On 1/26/22 11:13 AM, Jens Maurer via SG16 wrote:

On 26/01/2022 07.51, Reini Urban wrote:

On Tue, Jan 25, 2022 at 7:38 PM Jens Maurer via SG16 <sg16@lists.isocpp.org <mailto:sg16@lists.isocpp.org>> wrote:

    On 25/01/2022 17.13, Tom Honermann via SG16 wrote:
    > On 1/25/22 3:13 AM, Corentin Jabot via SG16 wrote:
    > The standard could (I think) also provide normative encouragement to implementors to emit a diagnostic for identifiers that are not inline with TR39 guidance. I'm not sure if we already have examples of encouragement for additional diagnostics elsewhere.

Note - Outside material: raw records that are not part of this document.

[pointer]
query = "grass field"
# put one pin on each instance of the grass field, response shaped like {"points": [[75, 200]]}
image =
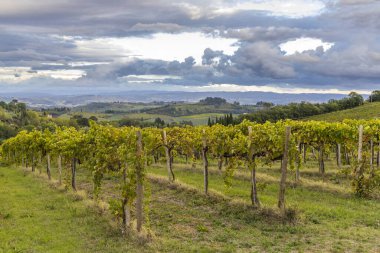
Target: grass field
{"points": [[197, 119], [39, 218], [366, 111]]}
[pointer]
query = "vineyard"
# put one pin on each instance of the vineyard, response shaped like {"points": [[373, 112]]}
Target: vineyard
{"points": [[130, 156]]}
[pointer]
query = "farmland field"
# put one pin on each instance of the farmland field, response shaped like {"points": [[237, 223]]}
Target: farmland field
{"points": [[181, 218]]}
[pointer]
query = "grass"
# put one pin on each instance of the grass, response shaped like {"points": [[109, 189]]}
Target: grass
{"points": [[366, 111], [182, 219], [196, 119]]}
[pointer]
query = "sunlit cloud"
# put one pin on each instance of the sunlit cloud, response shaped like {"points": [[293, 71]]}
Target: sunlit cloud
{"points": [[304, 44], [159, 46]]}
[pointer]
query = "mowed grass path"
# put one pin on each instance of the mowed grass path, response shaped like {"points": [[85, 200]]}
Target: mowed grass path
{"points": [[37, 218]]}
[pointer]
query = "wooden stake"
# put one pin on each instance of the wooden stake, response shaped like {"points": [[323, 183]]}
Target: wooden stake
{"points": [[205, 161], [169, 160], [252, 165], [139, 184], [48, 166], [284, 166]]}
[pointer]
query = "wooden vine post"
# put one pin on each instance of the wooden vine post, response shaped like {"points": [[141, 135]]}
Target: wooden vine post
{"points": [[48, 166], [169, 164], [284, 166], [338, 155], [360, 145], [59, 162], [298, 159], [252, 165], [125, 208], [205, 160], [73, 173], [360, 153], [372, 155], [139, 183], [378, 156]]}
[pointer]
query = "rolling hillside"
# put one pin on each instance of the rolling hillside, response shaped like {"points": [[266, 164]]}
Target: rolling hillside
{"points": [[366, 111]]}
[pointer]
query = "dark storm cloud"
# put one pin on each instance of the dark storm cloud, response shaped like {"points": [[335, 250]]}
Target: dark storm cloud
{"points": [[28, 29]]}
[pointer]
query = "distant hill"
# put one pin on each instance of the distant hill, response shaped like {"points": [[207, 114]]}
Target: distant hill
{"points": [[204, 106], [366, 111]]}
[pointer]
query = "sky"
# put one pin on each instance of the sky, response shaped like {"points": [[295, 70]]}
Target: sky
{"points": [[294, 46]]}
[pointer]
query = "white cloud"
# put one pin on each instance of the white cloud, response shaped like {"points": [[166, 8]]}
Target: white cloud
{"points": [[304, 44], [160, 46], [269, 88], [289, 8], [20, 74]]}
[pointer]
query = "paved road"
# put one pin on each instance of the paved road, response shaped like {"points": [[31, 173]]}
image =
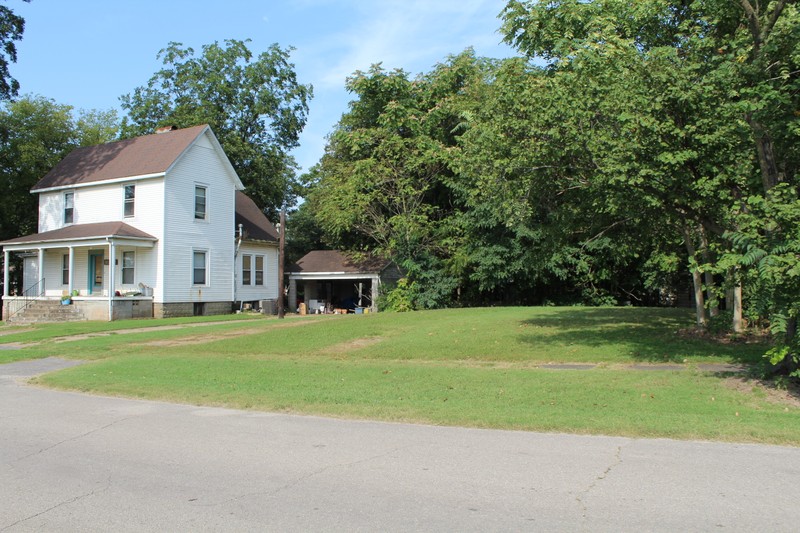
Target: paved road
{"points": [[73, 462]]}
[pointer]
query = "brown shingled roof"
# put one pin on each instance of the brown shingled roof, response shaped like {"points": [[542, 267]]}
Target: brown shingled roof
{"points": [[255, 224], [150, 154], [336, 261], [84, 231]]}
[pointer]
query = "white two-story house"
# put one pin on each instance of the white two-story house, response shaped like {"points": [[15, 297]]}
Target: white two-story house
{"points": [[152, 226]]}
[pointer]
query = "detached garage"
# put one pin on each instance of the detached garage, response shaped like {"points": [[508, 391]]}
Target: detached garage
{"points": [[332, 281]]}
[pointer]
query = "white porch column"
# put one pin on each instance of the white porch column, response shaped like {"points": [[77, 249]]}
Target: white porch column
{"points": [[292, 295], [374, 293], [71, 268], [111, 282], [6, 257], [41, 272]]}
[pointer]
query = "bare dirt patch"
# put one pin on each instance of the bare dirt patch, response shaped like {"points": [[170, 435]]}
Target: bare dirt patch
{"points": [[781, 396], [355, 344], [750, 337]]}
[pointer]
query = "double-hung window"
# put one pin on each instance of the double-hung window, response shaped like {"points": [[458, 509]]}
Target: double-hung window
{"points": [[69, 207], [259, 270], [65, 269], [247, 269], [199, 267], [130, 200], [128, 264], [200, 202]]}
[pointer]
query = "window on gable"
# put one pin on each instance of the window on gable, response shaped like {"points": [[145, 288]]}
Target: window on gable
{"points": [[259, 270], [65, 269], [128, 264], [247, 269], [130, 198], [199, 267], [69, 207], [199, 202]]}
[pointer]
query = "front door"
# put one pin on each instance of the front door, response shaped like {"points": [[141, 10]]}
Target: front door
{"points": [[95, 272]]}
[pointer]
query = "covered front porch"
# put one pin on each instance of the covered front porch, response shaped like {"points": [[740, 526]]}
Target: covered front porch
{"points": [[106, 270]]}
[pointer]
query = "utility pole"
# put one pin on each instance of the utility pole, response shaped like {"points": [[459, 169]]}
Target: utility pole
{"points": [[281, 240]]}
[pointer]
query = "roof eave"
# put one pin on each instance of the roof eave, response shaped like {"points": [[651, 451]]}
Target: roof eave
{"points": [[100, 182]]}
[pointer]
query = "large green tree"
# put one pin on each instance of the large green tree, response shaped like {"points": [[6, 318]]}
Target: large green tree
{"points": [[724, 76], [386, 182], [254, 104]]}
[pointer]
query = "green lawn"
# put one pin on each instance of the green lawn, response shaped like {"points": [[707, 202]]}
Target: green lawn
{"points": [[470, 367]]}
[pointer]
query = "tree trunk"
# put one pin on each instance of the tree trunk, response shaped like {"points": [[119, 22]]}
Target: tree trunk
{"points": [[738, 323], [711, 296], [770, 176], [697, 279]]}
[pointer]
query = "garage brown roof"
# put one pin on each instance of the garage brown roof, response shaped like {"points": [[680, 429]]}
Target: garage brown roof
{"points": [[83, 232], [336, 261], [141, 156], [255, 224]]}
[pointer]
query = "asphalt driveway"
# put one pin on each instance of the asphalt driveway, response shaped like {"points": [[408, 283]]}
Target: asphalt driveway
{"points": [[73, 462]]}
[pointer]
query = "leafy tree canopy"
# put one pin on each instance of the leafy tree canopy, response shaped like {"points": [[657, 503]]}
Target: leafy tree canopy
{"points": [[11, 28]]}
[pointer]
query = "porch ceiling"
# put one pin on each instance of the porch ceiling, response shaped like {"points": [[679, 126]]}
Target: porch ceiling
{"points": [[82, 235]]}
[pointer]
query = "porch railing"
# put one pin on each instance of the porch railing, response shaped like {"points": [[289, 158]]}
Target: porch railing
{"points": [[20, 303]]}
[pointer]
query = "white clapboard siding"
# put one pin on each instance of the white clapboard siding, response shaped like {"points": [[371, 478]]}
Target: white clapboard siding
{"points": [[268, 291], [183, 234]]}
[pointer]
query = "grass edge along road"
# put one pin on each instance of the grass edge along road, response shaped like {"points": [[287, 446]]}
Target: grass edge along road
{"points": [[466, 367]]}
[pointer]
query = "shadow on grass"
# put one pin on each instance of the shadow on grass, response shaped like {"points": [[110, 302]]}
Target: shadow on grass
{"points": [[648, 335]]}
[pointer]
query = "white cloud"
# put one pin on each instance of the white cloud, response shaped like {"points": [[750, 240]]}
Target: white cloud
{"points": [[412, 35]]}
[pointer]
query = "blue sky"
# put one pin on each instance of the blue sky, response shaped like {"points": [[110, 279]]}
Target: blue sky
{"points": [[87, 53]]}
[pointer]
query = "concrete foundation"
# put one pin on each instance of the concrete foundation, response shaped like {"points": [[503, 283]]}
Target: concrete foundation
{"points": [[168, 310]]}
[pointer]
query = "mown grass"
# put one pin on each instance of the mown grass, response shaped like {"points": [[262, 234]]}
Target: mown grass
{"points": [[469, 367]]}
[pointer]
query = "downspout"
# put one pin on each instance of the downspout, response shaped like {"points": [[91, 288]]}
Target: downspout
{"points": [[6, 258], [111, 282], [236, 255]]}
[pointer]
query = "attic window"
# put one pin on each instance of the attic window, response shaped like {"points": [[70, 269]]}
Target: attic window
{"points": [[69, 207], [130, 199], [199, 202]]}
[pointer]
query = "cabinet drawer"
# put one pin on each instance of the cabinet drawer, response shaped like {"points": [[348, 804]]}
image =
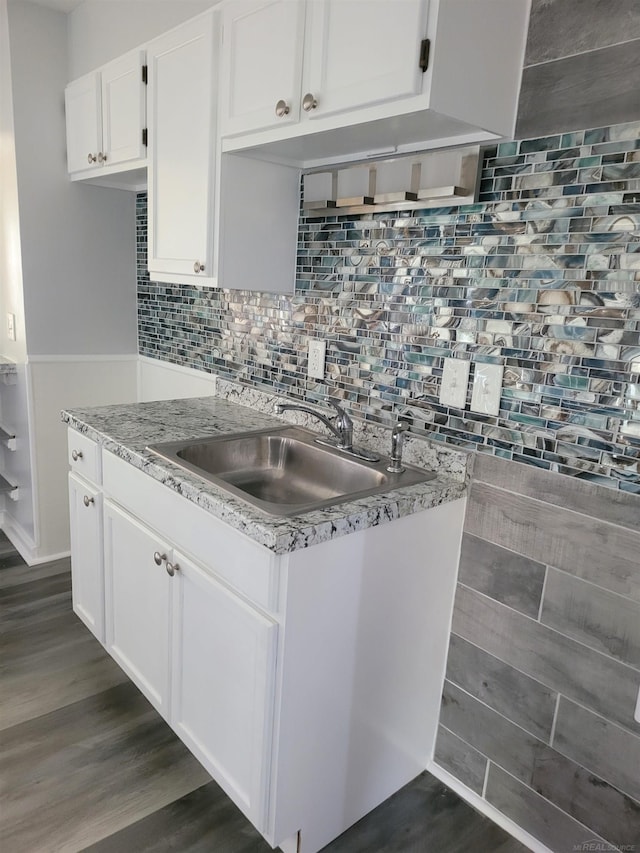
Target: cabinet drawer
{"points": [[232, 556], [84, 456]]}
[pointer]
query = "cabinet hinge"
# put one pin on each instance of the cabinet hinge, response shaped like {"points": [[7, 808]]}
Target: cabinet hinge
{"points": [[425, 46]]}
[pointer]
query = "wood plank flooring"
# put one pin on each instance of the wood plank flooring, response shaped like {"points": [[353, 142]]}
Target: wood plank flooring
{"points": [[87, 764]]}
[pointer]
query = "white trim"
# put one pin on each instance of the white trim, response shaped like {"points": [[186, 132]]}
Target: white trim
{"points": [[52, 359], [178, 368], [485, 808]]}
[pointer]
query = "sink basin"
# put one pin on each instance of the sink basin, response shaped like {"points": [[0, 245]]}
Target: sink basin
{"points": [[283, 471]]}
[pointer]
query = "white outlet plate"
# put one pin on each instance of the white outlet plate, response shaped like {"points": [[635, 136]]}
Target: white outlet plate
{"points": [[315, 363], [487, 388], [455, 378]]}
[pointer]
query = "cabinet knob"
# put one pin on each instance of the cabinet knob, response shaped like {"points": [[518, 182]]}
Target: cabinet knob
{"points": [[309, 103]]}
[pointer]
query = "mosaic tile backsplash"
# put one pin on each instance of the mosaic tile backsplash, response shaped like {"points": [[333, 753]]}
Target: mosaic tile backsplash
{"points": [[542, 276]]}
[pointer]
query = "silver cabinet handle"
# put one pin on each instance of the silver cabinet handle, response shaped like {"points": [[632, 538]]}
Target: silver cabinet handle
{"points": [[309, 103]]}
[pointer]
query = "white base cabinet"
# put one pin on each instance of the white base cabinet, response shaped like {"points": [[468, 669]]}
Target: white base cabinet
{"points": [[307, 684]]}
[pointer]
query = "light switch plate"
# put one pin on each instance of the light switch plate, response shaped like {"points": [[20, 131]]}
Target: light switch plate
{"points": [[317, 354], [455, 378], [487, 388]]}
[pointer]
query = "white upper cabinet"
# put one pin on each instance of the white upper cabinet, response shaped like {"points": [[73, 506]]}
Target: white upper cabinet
{"points": [[84, 122], [287, 61], [361, 52], [106, 112], [262, 57], [376, 78], [182, 143]]}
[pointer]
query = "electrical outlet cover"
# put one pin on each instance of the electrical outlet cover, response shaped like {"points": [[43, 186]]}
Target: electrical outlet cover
{"points": [[455, 379], [487, 388]]}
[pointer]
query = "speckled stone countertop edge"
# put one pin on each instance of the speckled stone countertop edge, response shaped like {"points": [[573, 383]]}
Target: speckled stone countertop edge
{"points": [[126, 431]]}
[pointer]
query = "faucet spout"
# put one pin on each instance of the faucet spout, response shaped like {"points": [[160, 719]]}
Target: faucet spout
{"points": [[395, 465], [343, 435]]}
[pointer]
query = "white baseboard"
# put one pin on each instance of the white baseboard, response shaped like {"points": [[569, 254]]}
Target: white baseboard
{"points": [[162, 380], [24, 544], [485, 808]]}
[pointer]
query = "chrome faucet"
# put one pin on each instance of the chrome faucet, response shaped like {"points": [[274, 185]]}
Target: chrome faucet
{"points": [[343, 429], [395, 465]]}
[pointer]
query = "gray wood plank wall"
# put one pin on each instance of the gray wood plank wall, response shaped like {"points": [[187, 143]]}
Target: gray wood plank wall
{"points": [[543, 669], [582, 66]]}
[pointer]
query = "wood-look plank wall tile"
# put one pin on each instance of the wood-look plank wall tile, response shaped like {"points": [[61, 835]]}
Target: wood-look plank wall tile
{"points": [[510, 578], [559, 662], [559, 28], [534, 814], [579, 792], [599, 88], [460, 759], [587, 798], [607, 622], [602, 553], [597, 744], [515, 695], [566, 492]]}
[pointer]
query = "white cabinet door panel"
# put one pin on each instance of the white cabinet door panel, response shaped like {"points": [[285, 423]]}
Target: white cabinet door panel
{"points": [[362, 52], [84, 123], [262, 56], [223, 686], [87, 574], [181, 148], [137, 604], [124, 108]]}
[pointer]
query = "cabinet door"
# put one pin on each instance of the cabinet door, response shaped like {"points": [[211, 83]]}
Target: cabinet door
{"points": [[137, 604], [84, 123], [87, 574], [262, 63], [223, 685], [362, 52], [181, 149], [123, 109]]}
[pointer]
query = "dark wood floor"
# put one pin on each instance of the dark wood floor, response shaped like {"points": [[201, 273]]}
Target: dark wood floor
{"points": [[87, 764]]}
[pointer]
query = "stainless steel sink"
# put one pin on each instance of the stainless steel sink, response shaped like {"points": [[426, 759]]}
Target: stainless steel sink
{"points": [[283, 471]]}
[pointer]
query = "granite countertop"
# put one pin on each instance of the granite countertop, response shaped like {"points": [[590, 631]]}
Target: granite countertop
{"points": [[127, 429], [7, 367]]}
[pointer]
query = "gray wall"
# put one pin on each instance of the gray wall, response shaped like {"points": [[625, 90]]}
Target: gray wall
{"points": [[582, 66], [544, 660]]}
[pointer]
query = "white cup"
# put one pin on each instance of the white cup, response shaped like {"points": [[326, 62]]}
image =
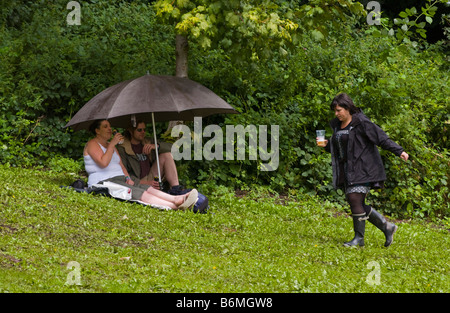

    I'm not sure SG16 is the right place to discuss such fundamental matters.

    For example, some people like to compile their code with -Werror, and
    thus a recommended warning that they cannot possibly avoid (because e.g.
    it is inevitably caused by a third-party library) is indistinguishable
    from "ill-formed" for them.


true. but it's still a security issue, not just a style issue. security concerns should be handled upfront, else they leak in.
esp. potential insecure third-party libraries.

I think it's still up for debate whether that's an issue that fits
the scope of the C++ standard.

    Back to the paper at hand: Its unit of consideration is the
    "translation unit", which might be formed from header files
    from various third-party sources.  In a world permeated by
    Unicode, it seems very reasonable that each third party would
    choose their own script for e.g. identifiers of local
    variables in inline functions, yet that inevitably would
    cause conflicts under Reini's suggestion.


nope, I made 3 suggestions for the "context" in which to check, not only the translation unit.

1. before-cpp (really in-cpp)
2. private (lexical contexts)
3. after-cpp (all in one)

before-cpp would do the checks in cpp, each header file in its own context, with its own scripts,
with only the resulting ABI causing potential conflicts, but easiest to check and understand for the user.

after-cpp (i.e. in the compiler lexer, not in the cpp lexer) with the strictest and most secure implementation.

I'm sorry, but I have trouble mapping the "context" descriptions
in https://rurban.github.io/libu8ident/doc/P2528R0.html to concepts
described in the C++ standard.

Maybe you could rephrase this in terms of grammar non-terminals used
in the C++ standard?

For example, "before-cpp" might mean that the check is on pp-tokens
with script conflicts checked per-source file, i.e. after translation
phase 3 [lex.phases].

If that's meant, some pp-tokens constribute to conflicts, even though they
might end up as strings due to preprocessor stringizing [cpp.stringize],
where no TR39 restrictions should apply (I thought).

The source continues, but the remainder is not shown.